Los mercados desplegaron ayer una sesión en equilibrio. Por un lado, el temor a la ralentización económica mundial se relajó tras anunciar Morgan Stanley que su objetivo de cara al final de este año para las Bolsas emergentes (MSCI Emerging Markets) se situaba un 15% por encima de los niveles actuales. Por otro lado, la prestigiosa revista Barron’s publicó un artículo muy optimista para el precio del Crudo apoyándose en una mejora de la evolución de las economías en los próximos 12 meses.
Por otro lado, Europa sigue viviendo su propio calvario. Ayer se publicó el índice de gerentes de compra del sector servicio de la Euro zona por debajo de lo estimado. Circularon rumores de que el Ministro de Finanzas italiano había dimitido (desmentido posteriormente). El Euro grupo anunció una nueva reunión de urgencia para buscar vías de refinanciación permanente para Grecia. Y Moody’s rebajó el rating de la Deuda portuguesa para dejarla en "bono basura" ("junk bond").
El resultado del coctel es igual al que ya deberíamos estar acostumbrados. Bolsa USA al alza, Bolsa alemana al alza y resto de Bolsas occidentales a la baja. El equilibrio de fuerzas sigue siendo, por lo tanto, el mismo. Y en este entorno veremos a ver quién se lleva el gato al agua. En estas circunstancias, es obligado analizar el ying y el yang; es decir, uno de los índices que más se ven impactados por los acontecimientos en Europa y otro que se ve de alguna manera beneficiado de ello.
Obviamente, uno de los índices más afectados por los acontecimientos en Europa es el Ibex del que tenemos el gráfico de su Futuro continuo.
El rebote de los últimos días, si bien ha sacado el índice de zona de peligro estructural, es insuficiente como para anular los riesgos.
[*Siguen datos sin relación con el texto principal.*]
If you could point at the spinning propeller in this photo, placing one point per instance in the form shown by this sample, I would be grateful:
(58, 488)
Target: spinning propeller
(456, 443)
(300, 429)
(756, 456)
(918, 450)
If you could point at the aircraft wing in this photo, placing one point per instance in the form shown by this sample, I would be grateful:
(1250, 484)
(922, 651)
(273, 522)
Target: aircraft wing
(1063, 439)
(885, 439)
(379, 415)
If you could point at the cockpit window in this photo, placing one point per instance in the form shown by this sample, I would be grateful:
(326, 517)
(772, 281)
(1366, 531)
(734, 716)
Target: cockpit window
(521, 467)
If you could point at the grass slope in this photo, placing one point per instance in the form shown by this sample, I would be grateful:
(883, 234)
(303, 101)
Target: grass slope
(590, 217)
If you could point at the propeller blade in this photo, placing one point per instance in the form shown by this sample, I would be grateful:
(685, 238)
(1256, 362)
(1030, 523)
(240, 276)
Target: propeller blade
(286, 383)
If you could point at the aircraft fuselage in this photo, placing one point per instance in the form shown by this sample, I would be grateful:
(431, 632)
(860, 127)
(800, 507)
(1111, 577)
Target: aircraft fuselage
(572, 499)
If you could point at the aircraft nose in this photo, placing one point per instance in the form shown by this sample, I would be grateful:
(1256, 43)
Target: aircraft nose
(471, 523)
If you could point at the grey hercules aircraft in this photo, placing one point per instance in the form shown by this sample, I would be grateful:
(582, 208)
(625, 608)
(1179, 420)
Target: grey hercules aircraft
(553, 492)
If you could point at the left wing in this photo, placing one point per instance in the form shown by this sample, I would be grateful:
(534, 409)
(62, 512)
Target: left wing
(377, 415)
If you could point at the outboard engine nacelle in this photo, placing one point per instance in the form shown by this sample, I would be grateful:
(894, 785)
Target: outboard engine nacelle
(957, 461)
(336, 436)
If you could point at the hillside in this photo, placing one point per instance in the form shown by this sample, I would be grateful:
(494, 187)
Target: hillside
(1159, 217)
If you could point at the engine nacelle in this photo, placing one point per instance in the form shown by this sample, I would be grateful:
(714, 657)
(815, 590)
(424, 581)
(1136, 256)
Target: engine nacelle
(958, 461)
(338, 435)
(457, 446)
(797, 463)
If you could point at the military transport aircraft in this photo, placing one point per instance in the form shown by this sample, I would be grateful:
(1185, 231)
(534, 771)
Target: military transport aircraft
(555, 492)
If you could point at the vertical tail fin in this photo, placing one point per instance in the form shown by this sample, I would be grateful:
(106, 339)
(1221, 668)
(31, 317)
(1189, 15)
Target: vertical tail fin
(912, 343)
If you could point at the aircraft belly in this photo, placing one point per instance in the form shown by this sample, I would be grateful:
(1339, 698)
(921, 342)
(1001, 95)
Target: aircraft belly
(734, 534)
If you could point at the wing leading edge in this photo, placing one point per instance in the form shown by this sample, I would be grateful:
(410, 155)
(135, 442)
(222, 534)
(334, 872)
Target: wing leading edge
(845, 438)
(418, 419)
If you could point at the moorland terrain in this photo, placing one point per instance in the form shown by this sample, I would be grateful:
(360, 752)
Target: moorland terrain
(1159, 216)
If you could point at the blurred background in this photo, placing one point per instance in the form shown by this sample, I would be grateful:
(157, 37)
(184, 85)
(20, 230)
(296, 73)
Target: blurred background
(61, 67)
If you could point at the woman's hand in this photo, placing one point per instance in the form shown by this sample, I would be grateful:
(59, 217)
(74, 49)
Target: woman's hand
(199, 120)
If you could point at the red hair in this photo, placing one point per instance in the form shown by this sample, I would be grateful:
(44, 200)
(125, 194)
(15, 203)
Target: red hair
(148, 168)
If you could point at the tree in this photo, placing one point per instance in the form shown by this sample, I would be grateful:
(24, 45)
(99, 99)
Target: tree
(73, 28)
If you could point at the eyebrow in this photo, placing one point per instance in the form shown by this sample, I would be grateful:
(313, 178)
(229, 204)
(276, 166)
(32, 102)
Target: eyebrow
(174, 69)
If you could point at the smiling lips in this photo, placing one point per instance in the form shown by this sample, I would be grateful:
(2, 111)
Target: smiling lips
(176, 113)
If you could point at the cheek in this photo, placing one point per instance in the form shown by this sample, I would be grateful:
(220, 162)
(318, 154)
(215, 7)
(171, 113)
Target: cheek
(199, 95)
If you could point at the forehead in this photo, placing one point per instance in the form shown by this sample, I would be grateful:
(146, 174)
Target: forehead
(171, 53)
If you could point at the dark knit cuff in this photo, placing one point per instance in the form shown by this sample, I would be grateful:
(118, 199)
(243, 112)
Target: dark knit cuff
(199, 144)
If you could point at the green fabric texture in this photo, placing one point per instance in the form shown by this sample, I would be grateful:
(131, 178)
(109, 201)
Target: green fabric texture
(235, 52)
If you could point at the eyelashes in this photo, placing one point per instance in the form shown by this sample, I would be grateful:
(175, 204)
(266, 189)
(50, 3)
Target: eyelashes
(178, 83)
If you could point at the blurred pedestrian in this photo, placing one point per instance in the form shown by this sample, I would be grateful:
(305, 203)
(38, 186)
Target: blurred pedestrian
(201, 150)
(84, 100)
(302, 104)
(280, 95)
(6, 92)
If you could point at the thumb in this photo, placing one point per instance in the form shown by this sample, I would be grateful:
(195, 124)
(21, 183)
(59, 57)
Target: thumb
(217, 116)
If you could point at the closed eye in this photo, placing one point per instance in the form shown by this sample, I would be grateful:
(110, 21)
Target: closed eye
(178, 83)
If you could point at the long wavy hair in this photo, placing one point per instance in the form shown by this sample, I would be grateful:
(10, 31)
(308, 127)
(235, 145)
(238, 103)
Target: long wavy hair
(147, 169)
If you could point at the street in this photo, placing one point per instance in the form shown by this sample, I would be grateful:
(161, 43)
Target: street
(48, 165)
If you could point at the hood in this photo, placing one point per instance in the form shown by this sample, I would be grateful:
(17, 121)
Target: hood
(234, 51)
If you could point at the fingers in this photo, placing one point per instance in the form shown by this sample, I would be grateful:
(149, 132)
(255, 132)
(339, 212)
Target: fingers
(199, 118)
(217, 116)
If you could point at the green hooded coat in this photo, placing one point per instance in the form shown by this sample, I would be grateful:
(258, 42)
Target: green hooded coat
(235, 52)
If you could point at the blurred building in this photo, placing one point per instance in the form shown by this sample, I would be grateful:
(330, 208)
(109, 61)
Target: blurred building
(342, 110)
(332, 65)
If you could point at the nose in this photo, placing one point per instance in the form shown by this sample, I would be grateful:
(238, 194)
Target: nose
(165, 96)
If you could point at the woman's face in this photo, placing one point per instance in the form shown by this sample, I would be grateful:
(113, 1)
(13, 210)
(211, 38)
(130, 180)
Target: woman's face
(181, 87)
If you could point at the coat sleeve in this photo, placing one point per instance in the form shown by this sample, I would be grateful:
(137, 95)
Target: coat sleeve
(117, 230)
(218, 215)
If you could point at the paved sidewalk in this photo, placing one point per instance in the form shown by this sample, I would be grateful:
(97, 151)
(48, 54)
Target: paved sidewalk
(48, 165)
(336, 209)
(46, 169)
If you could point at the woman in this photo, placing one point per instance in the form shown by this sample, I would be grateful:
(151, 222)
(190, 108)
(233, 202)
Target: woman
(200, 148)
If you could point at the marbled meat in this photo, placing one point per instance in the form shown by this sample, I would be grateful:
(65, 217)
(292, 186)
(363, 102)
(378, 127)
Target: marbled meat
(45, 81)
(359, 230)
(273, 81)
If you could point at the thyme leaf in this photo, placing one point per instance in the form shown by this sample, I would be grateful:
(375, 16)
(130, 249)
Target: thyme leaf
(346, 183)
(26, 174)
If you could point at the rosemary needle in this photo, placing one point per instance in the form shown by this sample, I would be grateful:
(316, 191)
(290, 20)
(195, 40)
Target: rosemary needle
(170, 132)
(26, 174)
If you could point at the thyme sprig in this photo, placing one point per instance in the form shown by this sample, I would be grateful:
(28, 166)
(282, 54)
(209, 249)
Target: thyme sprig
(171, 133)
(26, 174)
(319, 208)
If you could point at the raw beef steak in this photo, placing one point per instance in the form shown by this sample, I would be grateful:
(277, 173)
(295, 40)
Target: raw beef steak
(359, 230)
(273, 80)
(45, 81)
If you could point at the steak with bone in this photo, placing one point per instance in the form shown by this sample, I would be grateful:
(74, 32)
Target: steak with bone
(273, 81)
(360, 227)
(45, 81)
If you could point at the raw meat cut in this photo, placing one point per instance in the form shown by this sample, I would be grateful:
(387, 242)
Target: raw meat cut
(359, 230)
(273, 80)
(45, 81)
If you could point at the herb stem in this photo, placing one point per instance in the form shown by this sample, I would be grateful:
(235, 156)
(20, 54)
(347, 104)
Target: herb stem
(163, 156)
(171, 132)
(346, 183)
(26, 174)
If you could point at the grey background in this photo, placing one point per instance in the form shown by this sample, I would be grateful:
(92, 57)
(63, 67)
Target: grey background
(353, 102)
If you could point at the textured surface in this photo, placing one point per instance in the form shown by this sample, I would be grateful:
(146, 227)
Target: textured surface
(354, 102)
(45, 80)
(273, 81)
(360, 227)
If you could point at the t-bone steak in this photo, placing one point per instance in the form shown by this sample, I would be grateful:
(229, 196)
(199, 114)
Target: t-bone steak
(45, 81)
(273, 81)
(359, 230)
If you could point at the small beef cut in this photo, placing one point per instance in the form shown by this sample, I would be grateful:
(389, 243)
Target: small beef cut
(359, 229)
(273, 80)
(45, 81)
De hecho, la media de 200 sesiones superada marginalmente el viernes pasada, se ha vuelto a perder en la sesión de ayer lo que eleva la presión bajista de nuevo.
Sin embargo, aún es pronto como para encender las luces de alarma. Entre el 10.149 y el 10.186 nos encontramos con el último de los máximos decrecientes del movimiento bajista iniciado en febrero y superado la semana pasada, lo que debería convertir esta resistencia en soporte. Mientras no se perfore, se debería considerar la caída de estos 2 últimos días como un mero "pullback" potencial.
Ahora bien, su pérdida encendería la luz ámbar del semáforo bursátil ya que despejaría el camino hacia las directrices alcistas que se pueden construir desde junio10 (10.030 hoy) y desde marzo09 (9.970 que coindice además con el 61,8% del último gran rebote). Y la pérdida de esta zona pondría el semáforo en rojo de nuevo ya que el riesgo de romper estos niveles de manera consistente, a diferencia de lo ocurrido a finales de junio, se volvería a elevar lo que abriría un escenario bajista tremendamente peligroso.
Por el lado alcista es cierto que no se ha alcanzado la resistencia principal situada ligeramente por encima de los 10.600 puntos con lo que no se puede descartar un nuevo intento alcista. Pero el entorno que se plantea técnico es muy corto placista y, por lo tanto, sólo aprovechable para los que se pasan el día frente a las pantallas.
Como norma general se debe intentar comprar en el 10.000 y vender en el 10.600. A muy corto plazo, comprar entre 10.149 y 10.186 podría ser una buena oportunidad pero el stop debe ser muy ceñido (no más allá del 10.100), con la intención de vender lo más cerca del 10.400.
En cuanto al yang, es decir, al otro lado de la moneda (del charco en este caso), no hay variación respecto de lo comentado en el post de ayer. El S&P500 está a las puertas de una muy importante resistencia la cual va desde el 1.343 hasta el 1.359. Y en resistencias, SE VENDE.